Per mia natura non sono portata al rancore. Di mio cerco di sempre di capire l’altro, di mettermi nei suoi panni e di vedere dai suoi occhi. Magari non approvo, ma rispetto.
Quando ti succede che lui ti dice che ha un’altra, reagisci sempre nello stesso modo. Lui ti dice anche che è confuso e non se ne vuole andare. E tu, anche se la razionalità non ammetterebbe di accettare, anche se la tua amica lo avrebbe buttato fuori per molto meno, aspetti.
Non è accettare per sottomissione. È avere fiducia. Anche se è caduta una bomba. Ti chiedi se è voluto rimanere per mancanza di coraggio o per la paura di organizzarsi una nuova vita. Non lo so, non me lo spiego, ma nemmeno ancora mi va di saperlo. Organizzo la mia vita sulle certezze, e le certezze oggi sono solo in me. Imparo ad essere più indulgente con me stessa, che non mi sono mai concessa una debolezza. Comincio anche a chiedermi cosa mi fa felice, perché in realtà non me lo sono chiesto da anni. Sono sempre venuti prima mio marito e mia figlia. Tanto io mi adatto. Mi adatto e mi faccio stare bene tutto, ma poi un po’ alla volta ho perso un pezzetto di identità . Queste sono le certezze che vanno recuperate.

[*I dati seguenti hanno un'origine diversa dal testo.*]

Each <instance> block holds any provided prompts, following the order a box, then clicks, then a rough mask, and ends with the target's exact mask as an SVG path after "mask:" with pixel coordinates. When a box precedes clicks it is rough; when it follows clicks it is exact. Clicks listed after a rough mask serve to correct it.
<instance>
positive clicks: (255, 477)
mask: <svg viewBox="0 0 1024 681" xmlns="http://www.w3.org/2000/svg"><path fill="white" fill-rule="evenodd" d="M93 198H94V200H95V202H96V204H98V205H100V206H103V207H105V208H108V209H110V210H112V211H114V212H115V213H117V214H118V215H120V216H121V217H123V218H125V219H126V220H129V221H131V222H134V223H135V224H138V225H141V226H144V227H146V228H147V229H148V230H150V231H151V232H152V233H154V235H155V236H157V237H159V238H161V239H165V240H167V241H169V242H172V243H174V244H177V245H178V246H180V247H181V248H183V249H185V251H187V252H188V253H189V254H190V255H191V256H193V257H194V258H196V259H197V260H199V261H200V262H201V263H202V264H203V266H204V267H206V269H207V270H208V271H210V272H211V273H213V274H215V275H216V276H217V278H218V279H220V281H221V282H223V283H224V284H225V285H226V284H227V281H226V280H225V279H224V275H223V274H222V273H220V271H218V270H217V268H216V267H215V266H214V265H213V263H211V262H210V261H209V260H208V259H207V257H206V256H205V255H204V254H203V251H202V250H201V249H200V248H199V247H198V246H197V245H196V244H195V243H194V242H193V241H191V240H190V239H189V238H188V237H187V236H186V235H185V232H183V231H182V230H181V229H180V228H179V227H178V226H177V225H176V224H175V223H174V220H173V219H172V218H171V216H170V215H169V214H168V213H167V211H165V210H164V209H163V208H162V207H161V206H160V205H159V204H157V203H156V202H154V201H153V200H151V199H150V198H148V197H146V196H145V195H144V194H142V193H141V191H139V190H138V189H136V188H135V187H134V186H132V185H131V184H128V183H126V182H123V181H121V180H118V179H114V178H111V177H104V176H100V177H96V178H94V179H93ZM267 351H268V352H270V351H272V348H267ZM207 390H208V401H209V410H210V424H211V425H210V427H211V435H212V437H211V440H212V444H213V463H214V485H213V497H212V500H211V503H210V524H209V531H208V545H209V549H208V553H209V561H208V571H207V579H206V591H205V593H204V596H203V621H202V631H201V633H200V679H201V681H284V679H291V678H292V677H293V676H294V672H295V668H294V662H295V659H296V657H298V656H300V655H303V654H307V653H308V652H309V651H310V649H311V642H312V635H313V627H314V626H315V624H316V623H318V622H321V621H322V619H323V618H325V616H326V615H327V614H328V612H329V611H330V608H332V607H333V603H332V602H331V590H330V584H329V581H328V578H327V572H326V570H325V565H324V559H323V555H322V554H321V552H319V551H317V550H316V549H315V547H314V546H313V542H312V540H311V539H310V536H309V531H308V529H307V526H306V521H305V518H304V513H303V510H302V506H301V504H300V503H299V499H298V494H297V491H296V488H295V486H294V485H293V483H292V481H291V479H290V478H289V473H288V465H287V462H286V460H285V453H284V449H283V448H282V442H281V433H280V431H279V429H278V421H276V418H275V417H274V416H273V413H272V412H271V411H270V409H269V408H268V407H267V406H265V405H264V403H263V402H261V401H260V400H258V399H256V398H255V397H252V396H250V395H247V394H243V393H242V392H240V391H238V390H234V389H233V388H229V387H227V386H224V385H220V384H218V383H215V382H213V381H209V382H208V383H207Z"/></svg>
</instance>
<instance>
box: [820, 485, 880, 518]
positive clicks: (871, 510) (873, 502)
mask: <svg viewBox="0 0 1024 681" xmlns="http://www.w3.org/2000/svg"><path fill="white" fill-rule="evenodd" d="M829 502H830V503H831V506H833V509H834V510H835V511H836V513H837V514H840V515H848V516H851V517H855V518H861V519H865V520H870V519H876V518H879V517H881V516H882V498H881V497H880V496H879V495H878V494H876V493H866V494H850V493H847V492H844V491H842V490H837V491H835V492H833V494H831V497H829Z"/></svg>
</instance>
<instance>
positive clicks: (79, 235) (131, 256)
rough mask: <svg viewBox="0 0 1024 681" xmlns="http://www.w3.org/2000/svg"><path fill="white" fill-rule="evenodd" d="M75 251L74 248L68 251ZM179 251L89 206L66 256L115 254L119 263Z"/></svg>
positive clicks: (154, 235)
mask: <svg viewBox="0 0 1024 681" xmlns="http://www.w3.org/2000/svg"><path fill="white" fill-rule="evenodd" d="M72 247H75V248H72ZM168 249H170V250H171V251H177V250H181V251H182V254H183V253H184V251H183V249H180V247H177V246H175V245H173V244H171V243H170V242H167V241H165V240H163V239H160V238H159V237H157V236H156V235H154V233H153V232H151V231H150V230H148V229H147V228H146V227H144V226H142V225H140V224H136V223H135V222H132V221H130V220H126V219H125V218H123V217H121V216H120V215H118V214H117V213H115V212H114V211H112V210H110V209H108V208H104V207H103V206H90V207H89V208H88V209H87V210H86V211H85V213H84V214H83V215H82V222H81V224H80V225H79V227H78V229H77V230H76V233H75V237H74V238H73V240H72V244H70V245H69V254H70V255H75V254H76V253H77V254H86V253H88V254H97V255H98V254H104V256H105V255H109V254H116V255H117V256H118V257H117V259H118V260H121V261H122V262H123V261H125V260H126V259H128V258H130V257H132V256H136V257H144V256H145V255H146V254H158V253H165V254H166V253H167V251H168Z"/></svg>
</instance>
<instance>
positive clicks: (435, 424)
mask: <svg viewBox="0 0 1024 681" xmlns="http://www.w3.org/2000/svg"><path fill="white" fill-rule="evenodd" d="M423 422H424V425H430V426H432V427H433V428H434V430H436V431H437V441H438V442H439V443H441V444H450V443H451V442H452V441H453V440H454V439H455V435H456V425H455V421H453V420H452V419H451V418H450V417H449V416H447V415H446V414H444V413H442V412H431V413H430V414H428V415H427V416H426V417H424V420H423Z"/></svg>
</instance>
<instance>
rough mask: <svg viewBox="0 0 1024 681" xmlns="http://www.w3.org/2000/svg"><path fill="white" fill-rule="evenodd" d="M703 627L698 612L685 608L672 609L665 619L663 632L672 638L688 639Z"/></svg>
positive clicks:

Decido di avere pazienza con lui, di aspettare che le idee gli si schiariscano ma, quando i punti fermi sono diventati pochi, concentrarsi su sé stessi aiuta. Ti ricordi un concetto che avevi dimenticato: che l’altro non ti completa e devi essere completa da sola. Venti anni di matrimonio te lo hanno fatto accantonare, ma diventa di nuovo fondamentale. E quando sei completa e presente a te stessa, riesci anche ad essere lucida e non far dipendere la tua felicità dagli altri. L’altro ha suoi percorsi interiori, e non so dove lo porteranno. Per ora il percorso non diverge, ma nemmeno è così netto. Non voglio forzare decisioni. Mi concentro sul mio percorso e divento un po’ genitore di me stessa. Mi coccolo e mi incoraggio.